Computational Analyses Identified Three Diagnostic Biomarkers Associated With Programmed Cell Death for Lung Adenocarcinoma

Abstract

Background: The high morbidity and mortality of lung adenocarcinoma (LUAD) are partly caused by a lack of sensitive and reliable molecular markers for early diagnosis. Programmed cell death (PCD) is a crucial process involved in tumorigenesis and immune regulation, and identifying PCD-correlated genes may contribute to the precision diagnosis and targeted therapy of LUAD.

Methods: LUAD samples were acquired from UCSC Xena and Gene Expression Omnibus (GEO) database. PCD-correlated module genes were identified by WGCNA. “Limma” package was employed for screening differentially expressed genes (DEGs) between LUAD and control samples, followed by conducting functional enrichment analysis with “ClusterProfiler” package. Hub genes were selected through machine learning algorithms. Biomarkers for LUAD were screened and further validated by receiver operating characteristic (ROC) analysis. The robustness of the diagnostic model was verified by the confusion matrix. Immune cell infiltration was assessed employing “ESTIMATE” and “GSVA” packages. HALLMARK pathway score was calculated with the “GSVA” package. Transcription factor (TF)–biomarker–chemical network was established using NetworkAnalyst and Cytoscape software. The expressions of the biomarkers in LUAD cells were detected by in vitro experiments. The viability, migration, and invasion of the LUAD cells were measured by CCK-8, wound healing, and Transwell assays.

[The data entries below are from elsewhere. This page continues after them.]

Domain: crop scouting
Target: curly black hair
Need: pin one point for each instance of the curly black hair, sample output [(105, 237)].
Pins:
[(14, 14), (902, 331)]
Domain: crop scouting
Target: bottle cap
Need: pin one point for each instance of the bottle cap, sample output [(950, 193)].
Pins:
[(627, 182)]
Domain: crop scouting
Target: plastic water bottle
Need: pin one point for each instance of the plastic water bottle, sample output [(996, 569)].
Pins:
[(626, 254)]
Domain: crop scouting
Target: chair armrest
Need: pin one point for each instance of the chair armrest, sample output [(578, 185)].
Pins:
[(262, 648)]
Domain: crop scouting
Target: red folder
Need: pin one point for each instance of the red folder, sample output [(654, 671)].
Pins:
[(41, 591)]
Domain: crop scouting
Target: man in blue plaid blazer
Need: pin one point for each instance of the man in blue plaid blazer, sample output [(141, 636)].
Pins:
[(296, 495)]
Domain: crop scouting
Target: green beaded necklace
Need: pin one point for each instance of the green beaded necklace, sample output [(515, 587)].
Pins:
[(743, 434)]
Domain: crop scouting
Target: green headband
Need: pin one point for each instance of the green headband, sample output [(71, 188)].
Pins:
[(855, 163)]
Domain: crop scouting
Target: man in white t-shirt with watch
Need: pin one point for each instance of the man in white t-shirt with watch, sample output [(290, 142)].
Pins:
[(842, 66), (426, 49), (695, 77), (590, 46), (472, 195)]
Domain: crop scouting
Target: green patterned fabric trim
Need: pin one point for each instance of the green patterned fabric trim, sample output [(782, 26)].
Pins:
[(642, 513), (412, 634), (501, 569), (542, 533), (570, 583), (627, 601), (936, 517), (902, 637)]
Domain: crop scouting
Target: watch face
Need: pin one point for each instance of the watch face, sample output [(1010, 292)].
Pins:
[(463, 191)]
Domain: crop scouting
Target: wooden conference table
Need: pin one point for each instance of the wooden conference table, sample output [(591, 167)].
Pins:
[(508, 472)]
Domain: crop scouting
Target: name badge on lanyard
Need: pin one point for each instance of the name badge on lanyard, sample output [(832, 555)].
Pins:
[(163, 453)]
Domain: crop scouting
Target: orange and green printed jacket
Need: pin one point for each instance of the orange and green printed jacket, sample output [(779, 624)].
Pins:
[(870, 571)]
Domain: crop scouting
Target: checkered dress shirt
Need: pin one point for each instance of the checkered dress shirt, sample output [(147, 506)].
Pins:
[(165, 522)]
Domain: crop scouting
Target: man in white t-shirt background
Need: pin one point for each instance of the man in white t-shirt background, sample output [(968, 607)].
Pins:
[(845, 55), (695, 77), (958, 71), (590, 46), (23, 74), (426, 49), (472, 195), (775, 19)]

Results: We identified 160 module genes and 5934 DEGs. Then, eight hub genes were selected applying LASSO and support vector machine–recursive feature elimination (SVM-RFE) analyses. Further, FGR, TLR4, and NLRC4, which showed an area under the ROC curve (AUC) > 0.7, were determined as the diagnostic biomarkers for LUAD. Interestingly, they were all low expressed in LUAD samples. We developed a diagnostic model that demonstrated robust performance in distinguishing LUAD samples from normal controls. The three biomarkers showed positive correlation to the infiltration of most immune cells and enrichment in HALLMARK pathways associated with inflammation, immune regulation, and cytokine signaling. Moreover, nine TFs and nine small-molecule compounds targeting the three biomarkers were predicted to construct a TF–biomarker–chemical network. Functional validation revealed that all the three biomarkers were significantly downregulated in LUAD cells. Notably, FGR overexpression markedly suppressed LUAD cell proliferation, migration, and invasion.

Conclusion: This study identified three PCD-related biomarkers for LUAD diagnosis, providing new potential therapeutic targets.